Dedication

This page is dedicated to my father, who lived with dementia for ten years, and my mother, who cared for him. At the time of his death in 2014, they’d been married almost 55 years.

My parents met at Volkswagen Motors in London, England in 1956. My mother was a British secretary and my father was a German auto mechanic, recently emigrated from Munich. Not yet fluent in English, he starting asking the young, pretty secretary to help him with a few things he couldn’t manage on his own. Then, to say thank you, he took her to the movies. The only problem was that my mother was engaged to someone else. After my parents’ movie night became a regular thing, my mother’s fiance asked (as my dad used to tell it), Who’s the German guy? And my parents had to confess that they’d fallen in love.

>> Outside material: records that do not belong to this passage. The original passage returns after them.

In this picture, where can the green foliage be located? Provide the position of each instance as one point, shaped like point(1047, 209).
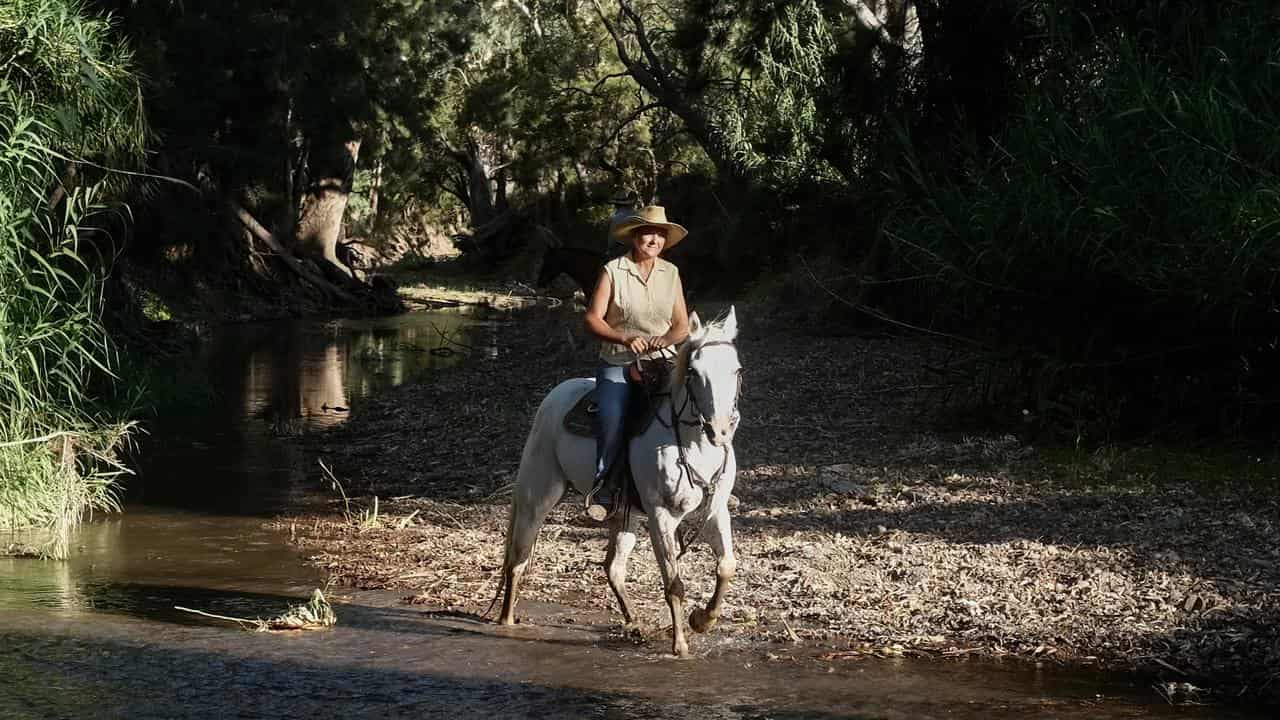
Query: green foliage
point(65, 98)
point(1121, 242)
point(775, 124)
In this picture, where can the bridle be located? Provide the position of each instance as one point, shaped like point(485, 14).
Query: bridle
point(699, 420)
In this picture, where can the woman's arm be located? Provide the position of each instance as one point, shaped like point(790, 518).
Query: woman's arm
point(679, 322)
point(595, 324)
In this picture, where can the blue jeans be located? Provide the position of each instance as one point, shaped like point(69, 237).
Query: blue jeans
point(612, 397)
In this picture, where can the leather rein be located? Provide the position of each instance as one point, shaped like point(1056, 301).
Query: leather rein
point(700, 420)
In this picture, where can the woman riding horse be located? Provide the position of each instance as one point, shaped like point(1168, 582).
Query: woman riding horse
point(638, 306)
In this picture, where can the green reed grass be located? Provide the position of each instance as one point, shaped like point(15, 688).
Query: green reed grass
point(68, 105)
point(1119, 245)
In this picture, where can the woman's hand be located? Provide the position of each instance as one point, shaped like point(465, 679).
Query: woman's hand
point(636, 343)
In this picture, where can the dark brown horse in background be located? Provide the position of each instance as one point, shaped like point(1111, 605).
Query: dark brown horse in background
point(583, 265)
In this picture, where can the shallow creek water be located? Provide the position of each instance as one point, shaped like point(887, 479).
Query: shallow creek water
point(99, 636)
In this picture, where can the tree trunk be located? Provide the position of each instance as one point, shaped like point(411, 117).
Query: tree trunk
point(325, 204)
point(479, 190)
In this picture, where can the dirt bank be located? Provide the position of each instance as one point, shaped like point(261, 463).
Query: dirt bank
point(864, 525)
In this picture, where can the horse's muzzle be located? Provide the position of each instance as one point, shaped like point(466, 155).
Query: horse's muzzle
point(720, 431)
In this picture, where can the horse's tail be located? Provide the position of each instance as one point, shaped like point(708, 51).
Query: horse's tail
point(506, 557)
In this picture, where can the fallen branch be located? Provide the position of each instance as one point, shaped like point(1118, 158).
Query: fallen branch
point(314, 615)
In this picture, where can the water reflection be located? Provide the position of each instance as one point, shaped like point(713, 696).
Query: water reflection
point(282, 379)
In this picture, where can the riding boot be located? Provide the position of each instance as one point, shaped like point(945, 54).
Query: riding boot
point(599, 501)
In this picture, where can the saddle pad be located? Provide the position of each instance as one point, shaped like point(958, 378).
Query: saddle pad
point(580, 419)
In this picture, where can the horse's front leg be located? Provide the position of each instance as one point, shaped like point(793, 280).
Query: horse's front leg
point(721, 540)
point(622, 541)
point(662, 532)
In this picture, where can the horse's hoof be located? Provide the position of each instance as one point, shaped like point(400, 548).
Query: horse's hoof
point(700, 620)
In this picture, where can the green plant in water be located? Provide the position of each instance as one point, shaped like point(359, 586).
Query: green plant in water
point(68, 105)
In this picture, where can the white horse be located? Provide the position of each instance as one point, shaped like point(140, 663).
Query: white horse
point(682, 464)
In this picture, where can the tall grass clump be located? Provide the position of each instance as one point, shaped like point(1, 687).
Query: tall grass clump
point(1118, 246)
point(68, 108)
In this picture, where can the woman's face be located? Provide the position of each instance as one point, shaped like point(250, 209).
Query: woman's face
point(648, 241)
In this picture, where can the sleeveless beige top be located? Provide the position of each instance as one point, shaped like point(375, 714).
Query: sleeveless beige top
point(638, 306)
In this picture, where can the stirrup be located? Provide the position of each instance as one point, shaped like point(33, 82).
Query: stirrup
point(595, 510)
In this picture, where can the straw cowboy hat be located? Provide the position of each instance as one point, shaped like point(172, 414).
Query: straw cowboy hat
point(652, 215)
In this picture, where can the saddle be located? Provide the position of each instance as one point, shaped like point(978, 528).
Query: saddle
point(652, 376)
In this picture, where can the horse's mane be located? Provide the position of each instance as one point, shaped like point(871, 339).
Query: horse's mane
point(716, 331)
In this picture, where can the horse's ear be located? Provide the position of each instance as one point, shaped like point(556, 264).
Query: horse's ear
point(730, 326)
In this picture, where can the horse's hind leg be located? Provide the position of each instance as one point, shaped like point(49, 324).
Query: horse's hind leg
point(622, 541)
point(662, 532)
point(722, 545)
point(530, 505)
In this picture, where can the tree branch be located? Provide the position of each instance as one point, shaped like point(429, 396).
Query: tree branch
point(871, 21)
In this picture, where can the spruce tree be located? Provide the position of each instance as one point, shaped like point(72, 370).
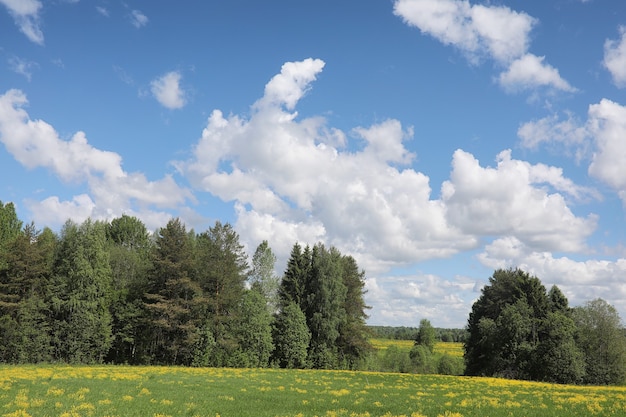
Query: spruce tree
point(82, 274)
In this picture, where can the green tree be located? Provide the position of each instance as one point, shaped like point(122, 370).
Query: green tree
point(291, 337)
point(504, 324)
point(10, 227)
point(222, 270)
point(601, 337)
point(559, 359)
point(325, 298)
point(293, 285)
point(129, 249)
point(353, 341)
point(174, 298)
point(29, 268)
point(426, 335)
point(82, 273)
point(262, 276)
point(253, 332)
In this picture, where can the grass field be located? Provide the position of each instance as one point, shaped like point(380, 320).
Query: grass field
point(450, 348)
point(101, 391)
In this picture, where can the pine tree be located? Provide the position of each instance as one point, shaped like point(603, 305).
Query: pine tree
point(129, 249)
point(82, 274)
point(222, 268)
point(174, 298)
point(353, 340)
point(262, 277)
point(291, 337)
point(323, 308)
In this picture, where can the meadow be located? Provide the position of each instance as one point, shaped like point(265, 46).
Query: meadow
point(99, 391)
point(449, 348)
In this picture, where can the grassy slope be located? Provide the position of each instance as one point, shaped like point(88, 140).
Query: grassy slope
point(100, 391)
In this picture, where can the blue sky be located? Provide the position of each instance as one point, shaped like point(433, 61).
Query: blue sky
point(433, 140)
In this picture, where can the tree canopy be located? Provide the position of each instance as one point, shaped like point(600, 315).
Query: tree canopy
point(113, 292)
point(517, 329)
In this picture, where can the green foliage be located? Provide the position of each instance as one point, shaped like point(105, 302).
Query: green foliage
point(602, 339)
point(291, 337)
point(503, 326)
point(518, 330)
point(174, 298)
point(262, 277)
point(82, 330)
point(426, 335)
point(323, 306)
point(254, 331)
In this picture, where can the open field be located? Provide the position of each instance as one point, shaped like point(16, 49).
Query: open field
point(100, 391)
point(450, 348)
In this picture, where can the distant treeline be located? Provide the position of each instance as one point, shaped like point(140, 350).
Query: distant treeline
point(411, 333)
point(111, 292)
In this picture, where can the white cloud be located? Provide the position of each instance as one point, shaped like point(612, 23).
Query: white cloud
point(478, 31)
point(295, 176)
point(615, 58)
point(138, 19)
point(580, 280)
point(296, 179)
point(607, 124)
point(494, 31)
point(601, 137)
point(513, 199)
point(166, 89)
point(444, 302)
point(113, 191)
point(22, 67)
point(26, 16)
point(549, 130)
point(529, 72)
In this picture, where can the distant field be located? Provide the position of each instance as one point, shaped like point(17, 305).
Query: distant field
point(123, 391)
point(451, 348)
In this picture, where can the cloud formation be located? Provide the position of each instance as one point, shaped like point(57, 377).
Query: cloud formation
point(483, 31)
point(22, 67)
point(112, 191)
point(26, 16)
point(166, 89)
point(297, 179)
point(600, 138)
point(615, 58)
point(138, 19)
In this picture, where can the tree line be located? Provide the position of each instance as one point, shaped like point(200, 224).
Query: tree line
point(111, 292)
point(518, 329)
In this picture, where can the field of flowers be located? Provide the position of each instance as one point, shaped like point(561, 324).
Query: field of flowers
point(450, 348)
point(101, 391)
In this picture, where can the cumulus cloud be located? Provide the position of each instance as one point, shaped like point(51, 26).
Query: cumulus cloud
point(294, 179)
point(580, 280)
point(166, 89)
point(440, 300)
point(514, 198)
point(22, 67)
point(607, 125)
point(549, 130)
point(530, 72)
point(113, 191)
point(601, 138)
point(615, 58)
point(103, 11)
point(138, 19)
point(484, 31)
point(26, 16)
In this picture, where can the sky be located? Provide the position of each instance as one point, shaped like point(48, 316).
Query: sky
point(433, 140)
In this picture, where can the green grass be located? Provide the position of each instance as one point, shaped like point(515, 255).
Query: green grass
point(451, 348)
point(100, 391)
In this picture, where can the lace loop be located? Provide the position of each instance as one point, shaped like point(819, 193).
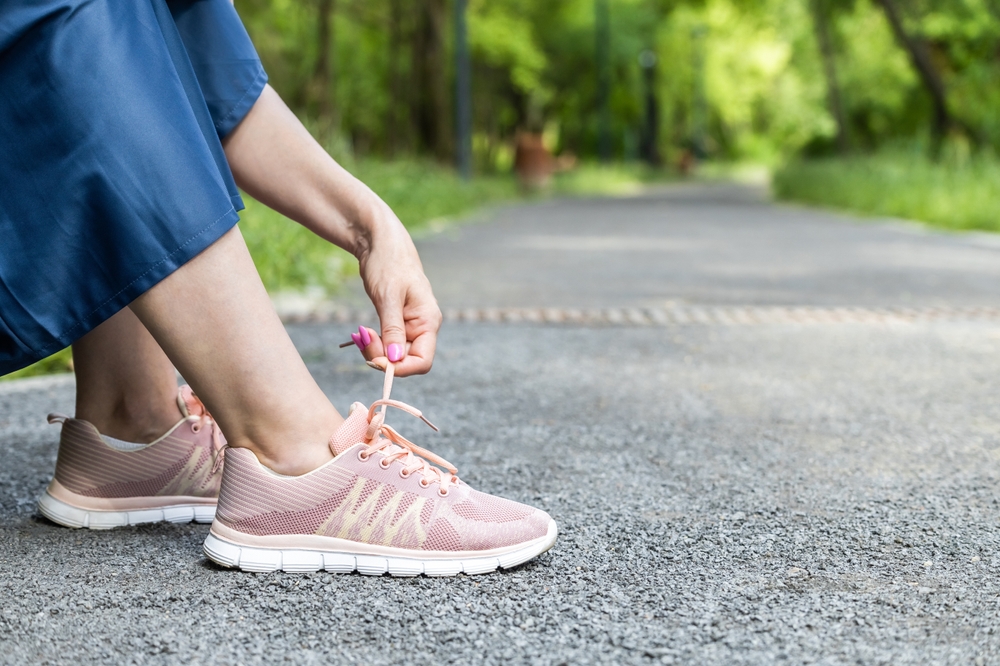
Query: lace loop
point(219, 443)
point(384, 438)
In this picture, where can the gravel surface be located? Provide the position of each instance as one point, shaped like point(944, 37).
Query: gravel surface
point(821, 493)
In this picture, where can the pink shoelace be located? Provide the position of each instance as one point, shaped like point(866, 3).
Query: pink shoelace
point(218, 439)
point(396, 447)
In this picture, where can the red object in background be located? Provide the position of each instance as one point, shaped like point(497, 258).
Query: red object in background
point(533, 163)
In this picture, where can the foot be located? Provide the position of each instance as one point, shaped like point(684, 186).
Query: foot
point(379, 506)
point(101, 482)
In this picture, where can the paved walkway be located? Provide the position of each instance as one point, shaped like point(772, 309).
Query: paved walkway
point(728, 492)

My parents immigrated to the United States (My father in 1957. My mother in 1958.), settling in Hollywood, California. Since they weren’t yet married, they lived in separate rooming houses until my father was drafted into the U.S. Army in 1959. Like the true Americans they aspired to become, they drove to Vegas with some friends to get hitched so my mother could join my dad for two years at Fort Lewis, Washington. Before they did, my dad wrote my mom’s parents and asked for her hand. I found that letter in my parents’ safe after my mother died. My grandmother had kept it. Then, so had my mom.

Like most people, my parents had ups and downs. But when looking at the whole of their life, they were lucky. They lived the American dream, moving to California at its magic moment, starting a business that succeeded, adopting two children they adored. I once asked my father whether his dreams had come true. Ten times over, he said. He grew up poor during the midst of World War II and ended up owning an automotive repair shop with his name on it on Ventura Blvd in the heart of the San Fernando Valley. He lived a life he never could’ve even imagined.

My father first started showing signs of dementia shortly after he retired. In the early stages, it was difficult to figure out what was going on but eventually he was diagnosed with vascular dementia. My mother took care of him at home for the first five years but made the decision to put him in assisted living when he became too challenging to manage, something she never forgave herself for. He lived another five years in assisted living. My mother visited him daily, only missing her visits when she herself was in the hospital.

My father forgot me after about a year into his time in assisted living. I was standing next to him with my five-year-old daughter nearby, when one of the aides looked at him and said, “Is this your family?” He glanced at us and shook his head. “No,” he said. Over time, as my father lost more and more of his memory, many things faded, but there was one thing that was constant: My mother. At the end, he rarely engaged with the world around him but whenever he saw my mother, he smiled. I wouldn’t go so far as to say that he knew who she was but he knew she was different. She was special. I think he knew that he’d loved her and that she still loved him.